Dr Jeroen van der Heijden (1977) is Associate Professor at the ANU’s School of Regulation and Global Governance (RegNet), and Associate Professor at the University of Amsterdam’s Law School. He received his PhD in Public Administration (highest honours) in 2009, and his MSc in Architecture (high distinction) in 2002, both from the Delft University of Technology, the Netherlands.
Jeroen works at the intersections of regulation and governance, policy change, and urban development and transformation. His research aims to improve local, national and international outcomes of urban governance on some of the most pressing challenges of our time: climate change, energy and water use, and a growing and increasingly urbanising world population. Through his work Jeroen seeks to inform ongoing academic debates on these challenges, as well as to provide hands-on lessons to policy makers and practitioners on how to govern urban sustainability and resilience on a day to day basis.
He has a track record of outstanding publications. Over the last decade, he has published four books (and a fifth is forthcoming with Cambridge University Press in 2017: Voluntary Programs for Sustainable Buildings and Cities) and over 40 articles in peer-reviewed journals. He has also published a series of over 50 articles, book chapters and positioning papers for a policy and practitioner audience. Jeroen maintains an urban sustainability and resilience blog on which he regularly discusses his research findings (https://urbansustainabilityresilience.wordpress.com/).

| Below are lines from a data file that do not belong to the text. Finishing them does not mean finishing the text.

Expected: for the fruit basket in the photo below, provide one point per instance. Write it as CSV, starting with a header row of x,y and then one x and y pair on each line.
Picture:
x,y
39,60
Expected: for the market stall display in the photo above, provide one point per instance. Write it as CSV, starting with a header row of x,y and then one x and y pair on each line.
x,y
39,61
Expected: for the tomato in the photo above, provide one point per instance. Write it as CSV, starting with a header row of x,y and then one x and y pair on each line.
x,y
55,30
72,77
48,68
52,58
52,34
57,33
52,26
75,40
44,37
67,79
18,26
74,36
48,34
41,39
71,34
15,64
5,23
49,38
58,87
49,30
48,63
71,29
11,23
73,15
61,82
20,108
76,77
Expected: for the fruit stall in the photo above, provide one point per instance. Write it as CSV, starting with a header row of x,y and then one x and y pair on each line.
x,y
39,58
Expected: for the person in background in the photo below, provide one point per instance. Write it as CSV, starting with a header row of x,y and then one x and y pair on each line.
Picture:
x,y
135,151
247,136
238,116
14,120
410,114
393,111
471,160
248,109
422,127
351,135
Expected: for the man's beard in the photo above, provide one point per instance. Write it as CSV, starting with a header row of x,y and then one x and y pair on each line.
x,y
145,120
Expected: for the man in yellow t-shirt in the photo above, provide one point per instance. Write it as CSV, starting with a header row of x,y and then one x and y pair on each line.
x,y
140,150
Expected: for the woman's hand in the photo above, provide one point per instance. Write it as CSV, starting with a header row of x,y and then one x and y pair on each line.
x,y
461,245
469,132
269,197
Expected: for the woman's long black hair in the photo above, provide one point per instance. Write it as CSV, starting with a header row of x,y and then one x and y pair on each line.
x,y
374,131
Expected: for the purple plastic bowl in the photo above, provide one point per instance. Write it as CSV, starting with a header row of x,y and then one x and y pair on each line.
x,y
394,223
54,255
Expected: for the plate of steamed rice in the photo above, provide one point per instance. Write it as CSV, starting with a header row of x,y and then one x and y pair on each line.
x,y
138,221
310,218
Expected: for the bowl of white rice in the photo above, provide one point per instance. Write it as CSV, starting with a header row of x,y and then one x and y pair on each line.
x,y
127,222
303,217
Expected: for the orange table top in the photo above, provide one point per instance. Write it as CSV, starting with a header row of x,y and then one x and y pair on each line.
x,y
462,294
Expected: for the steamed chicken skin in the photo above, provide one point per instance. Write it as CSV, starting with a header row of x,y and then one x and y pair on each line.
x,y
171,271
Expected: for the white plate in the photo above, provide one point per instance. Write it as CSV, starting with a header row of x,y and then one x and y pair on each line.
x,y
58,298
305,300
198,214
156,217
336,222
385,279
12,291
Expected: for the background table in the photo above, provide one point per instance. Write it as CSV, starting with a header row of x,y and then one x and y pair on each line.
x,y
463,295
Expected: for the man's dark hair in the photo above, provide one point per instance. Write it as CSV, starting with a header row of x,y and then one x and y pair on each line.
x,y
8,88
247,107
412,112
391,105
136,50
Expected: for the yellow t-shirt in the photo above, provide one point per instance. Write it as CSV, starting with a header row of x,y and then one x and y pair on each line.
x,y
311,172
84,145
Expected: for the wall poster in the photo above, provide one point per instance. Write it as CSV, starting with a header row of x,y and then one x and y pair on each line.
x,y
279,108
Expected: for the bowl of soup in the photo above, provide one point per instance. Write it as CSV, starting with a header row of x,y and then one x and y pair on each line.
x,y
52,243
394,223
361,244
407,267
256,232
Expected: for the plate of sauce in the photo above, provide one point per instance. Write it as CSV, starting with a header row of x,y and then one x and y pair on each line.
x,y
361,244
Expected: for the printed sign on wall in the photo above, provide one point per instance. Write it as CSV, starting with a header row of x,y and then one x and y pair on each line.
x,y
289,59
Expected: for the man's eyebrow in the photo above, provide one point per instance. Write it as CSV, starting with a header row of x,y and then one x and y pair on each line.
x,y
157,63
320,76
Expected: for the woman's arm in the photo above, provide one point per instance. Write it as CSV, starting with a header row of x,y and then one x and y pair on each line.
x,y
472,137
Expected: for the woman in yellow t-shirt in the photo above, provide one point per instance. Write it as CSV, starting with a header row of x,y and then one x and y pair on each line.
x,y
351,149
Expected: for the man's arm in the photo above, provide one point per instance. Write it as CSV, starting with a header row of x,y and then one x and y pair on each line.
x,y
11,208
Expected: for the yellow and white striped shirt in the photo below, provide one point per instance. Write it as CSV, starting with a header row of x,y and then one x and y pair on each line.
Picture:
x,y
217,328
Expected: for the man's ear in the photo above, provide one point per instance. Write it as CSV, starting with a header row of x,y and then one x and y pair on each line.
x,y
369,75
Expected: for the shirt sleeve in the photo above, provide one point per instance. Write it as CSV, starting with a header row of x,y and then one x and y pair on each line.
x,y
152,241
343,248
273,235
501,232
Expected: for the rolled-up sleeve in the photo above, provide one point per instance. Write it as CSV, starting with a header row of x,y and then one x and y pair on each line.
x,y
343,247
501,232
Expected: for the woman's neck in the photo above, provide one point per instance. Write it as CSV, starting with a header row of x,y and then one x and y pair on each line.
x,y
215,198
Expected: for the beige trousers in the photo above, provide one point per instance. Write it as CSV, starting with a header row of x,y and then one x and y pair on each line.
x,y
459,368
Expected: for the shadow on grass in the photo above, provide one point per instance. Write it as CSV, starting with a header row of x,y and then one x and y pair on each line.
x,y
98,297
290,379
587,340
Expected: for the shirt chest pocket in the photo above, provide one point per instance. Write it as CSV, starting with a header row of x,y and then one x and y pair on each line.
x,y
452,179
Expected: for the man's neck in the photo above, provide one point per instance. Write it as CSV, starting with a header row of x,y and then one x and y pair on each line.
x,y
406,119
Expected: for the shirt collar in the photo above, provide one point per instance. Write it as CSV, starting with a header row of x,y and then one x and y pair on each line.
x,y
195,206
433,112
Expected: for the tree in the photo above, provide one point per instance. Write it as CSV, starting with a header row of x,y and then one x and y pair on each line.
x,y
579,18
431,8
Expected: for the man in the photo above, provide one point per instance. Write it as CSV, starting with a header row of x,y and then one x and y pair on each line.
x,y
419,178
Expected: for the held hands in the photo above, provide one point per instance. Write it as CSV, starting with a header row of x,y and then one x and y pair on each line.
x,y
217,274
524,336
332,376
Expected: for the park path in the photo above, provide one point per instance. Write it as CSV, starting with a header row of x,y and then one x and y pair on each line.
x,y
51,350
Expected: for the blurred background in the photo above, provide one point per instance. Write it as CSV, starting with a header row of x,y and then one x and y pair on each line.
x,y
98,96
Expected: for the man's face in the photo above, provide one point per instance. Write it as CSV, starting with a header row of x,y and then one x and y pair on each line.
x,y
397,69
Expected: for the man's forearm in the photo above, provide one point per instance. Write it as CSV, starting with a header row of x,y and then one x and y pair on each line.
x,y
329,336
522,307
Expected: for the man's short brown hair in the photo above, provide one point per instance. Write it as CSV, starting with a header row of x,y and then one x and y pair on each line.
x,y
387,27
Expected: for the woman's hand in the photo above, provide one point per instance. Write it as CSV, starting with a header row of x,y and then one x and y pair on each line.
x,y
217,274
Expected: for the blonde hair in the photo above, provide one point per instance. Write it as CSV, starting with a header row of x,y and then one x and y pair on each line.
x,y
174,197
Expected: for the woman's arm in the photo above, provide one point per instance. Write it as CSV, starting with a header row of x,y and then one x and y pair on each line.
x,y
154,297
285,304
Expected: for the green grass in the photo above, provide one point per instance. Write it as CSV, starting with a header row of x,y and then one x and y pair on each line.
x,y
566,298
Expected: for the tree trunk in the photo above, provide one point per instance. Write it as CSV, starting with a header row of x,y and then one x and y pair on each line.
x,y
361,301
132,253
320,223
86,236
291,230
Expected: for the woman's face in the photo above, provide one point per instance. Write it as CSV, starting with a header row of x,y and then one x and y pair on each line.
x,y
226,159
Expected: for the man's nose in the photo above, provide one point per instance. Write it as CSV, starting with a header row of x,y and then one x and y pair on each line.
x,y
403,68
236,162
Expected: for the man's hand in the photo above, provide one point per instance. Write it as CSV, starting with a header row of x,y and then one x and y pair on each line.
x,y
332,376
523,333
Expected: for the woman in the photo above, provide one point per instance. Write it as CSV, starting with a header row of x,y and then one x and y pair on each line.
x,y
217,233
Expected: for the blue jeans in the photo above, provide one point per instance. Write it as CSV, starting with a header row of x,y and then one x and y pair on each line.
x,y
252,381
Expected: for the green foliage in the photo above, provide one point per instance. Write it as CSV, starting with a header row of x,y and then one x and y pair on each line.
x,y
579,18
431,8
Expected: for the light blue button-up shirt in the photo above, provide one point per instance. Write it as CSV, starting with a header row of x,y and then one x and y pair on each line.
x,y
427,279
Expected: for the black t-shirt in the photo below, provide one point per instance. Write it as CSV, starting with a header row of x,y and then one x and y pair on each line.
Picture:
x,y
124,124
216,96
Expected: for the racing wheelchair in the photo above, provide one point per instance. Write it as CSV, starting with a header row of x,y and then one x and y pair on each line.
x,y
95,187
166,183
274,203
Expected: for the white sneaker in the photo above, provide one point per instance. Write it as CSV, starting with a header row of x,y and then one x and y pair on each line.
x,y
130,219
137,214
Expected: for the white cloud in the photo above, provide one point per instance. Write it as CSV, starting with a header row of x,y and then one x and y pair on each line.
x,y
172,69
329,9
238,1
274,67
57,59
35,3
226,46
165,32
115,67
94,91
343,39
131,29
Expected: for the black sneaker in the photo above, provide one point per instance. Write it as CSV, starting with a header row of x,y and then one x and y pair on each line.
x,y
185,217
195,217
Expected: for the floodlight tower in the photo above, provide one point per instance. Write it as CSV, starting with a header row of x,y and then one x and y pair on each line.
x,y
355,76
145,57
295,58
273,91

In 2011, he was awarded a Netherlands Organisation for Scientific Research VENI grant for the period 2012-2015. In carrying out his VENI research project he has been studying over 60 voluntary programs for increased urban sustainability and resilience in Australia, India, Malaysia, the Netherlands, the United States and Singapore. The research builds on interviews with over 200 key-stakeholders belonging to these voluntary programs. In 2014, Jeroen was awarded an Australian Research Council DECRA grant to continue his work on governance for urban sustainability and resilience for the period 2015-2018. In 2016, Jeroen was awarded a Netherlands Organisation for Scientific Research VIDI grant for the period 2017-2022. The DECRA grant and VIDI grant will further strengthen Jeroen’s work on the intersection of cities, governance, and climate change.